At Yeshiva College, Dr. Ariel Malka’s Psychology of Mass Opinion course offers students an eye-opening glimpse into the psychological processes and characteristics that shape public opinion about political issues, from policy preferences and presidential approval ratings to perceptions of how the economy is doing. Students will study the way genetic makeup, personality, media and socialization influence political views, and will also overview research on political judgment and decision-making processes. A current events component will focus on opinion and election polling surrounding the primaries and the lead-up to the general election.

“There’s this idea of a culture war in much of the rhetoric surrounding American politics, that Americans are bitterly divided on a wide set of hot-button issues, the stereotype of religious gun-toting rednecks versus secular latte-sipping liberal elitists, but it’s more complicated than that,” said Malka. “Understanding this complexity will give students a better sense of how opinions are actually structured in the American electorate and the nature of the current American electoral coalitions.”

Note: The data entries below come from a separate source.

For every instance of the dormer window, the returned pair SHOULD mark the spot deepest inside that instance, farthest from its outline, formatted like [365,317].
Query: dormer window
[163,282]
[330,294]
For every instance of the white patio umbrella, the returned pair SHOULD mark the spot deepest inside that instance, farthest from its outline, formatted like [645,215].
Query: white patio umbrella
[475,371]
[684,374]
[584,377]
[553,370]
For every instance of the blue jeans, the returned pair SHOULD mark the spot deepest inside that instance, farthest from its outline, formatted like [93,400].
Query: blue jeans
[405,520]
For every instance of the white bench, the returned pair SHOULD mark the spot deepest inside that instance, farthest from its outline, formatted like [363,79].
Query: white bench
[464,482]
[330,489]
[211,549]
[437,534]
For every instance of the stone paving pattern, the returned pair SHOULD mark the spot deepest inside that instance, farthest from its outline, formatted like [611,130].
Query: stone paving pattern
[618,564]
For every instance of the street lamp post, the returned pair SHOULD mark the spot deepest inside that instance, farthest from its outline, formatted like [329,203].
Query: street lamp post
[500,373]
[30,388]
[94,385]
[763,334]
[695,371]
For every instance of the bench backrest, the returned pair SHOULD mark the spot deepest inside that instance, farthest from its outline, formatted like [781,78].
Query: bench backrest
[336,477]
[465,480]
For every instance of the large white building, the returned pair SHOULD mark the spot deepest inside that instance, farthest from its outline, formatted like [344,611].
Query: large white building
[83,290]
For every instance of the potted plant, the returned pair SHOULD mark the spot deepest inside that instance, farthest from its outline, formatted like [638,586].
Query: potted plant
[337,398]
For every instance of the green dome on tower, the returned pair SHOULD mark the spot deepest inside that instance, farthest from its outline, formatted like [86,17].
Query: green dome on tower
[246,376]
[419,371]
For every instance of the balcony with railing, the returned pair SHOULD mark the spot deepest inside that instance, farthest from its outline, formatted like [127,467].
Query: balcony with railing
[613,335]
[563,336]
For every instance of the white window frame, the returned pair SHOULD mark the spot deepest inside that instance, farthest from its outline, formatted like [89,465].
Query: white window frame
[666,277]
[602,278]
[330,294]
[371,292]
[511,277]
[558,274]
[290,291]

Also at Yeshiva College, noted national security policy expert Dr. Evan Resnick will lead a course called Power Threats and National Security. Students will examine grand strategy in the United States throughout the 20th century, focusing especially on the idea of containment during the Cold War, as well as stances taken by world powers throughout history, from the Roman Empire to Renaissance-age Spain and England. They will also study emerging national security strategies proposed by scholars and analysts in the wake of 9/11.

“This is an era where there’s a lot of uncertainty about American grand strategy,” said Resnick. “We’re seeing the beginnings of a serious debate we really haven’t had since the end of the Second World War and these decisions are no longer the preserve of the academic think tanks. These are bread-and-butter issues now.”

Talya Seidman, a political science major at Stern, will be taking Women and Law and either Arab-Israeli Conflict or Dr. Ben Neinass’ Politics of Memory in the spring. “I think it’s important to study these topics today because we live in a time of immediate global connection and social protest,” she said. “The tools to know what’s going on all over the country and world are literally at our fingertips. We, as college-educated, young adults should be able to comprehend the significance of these important current events.”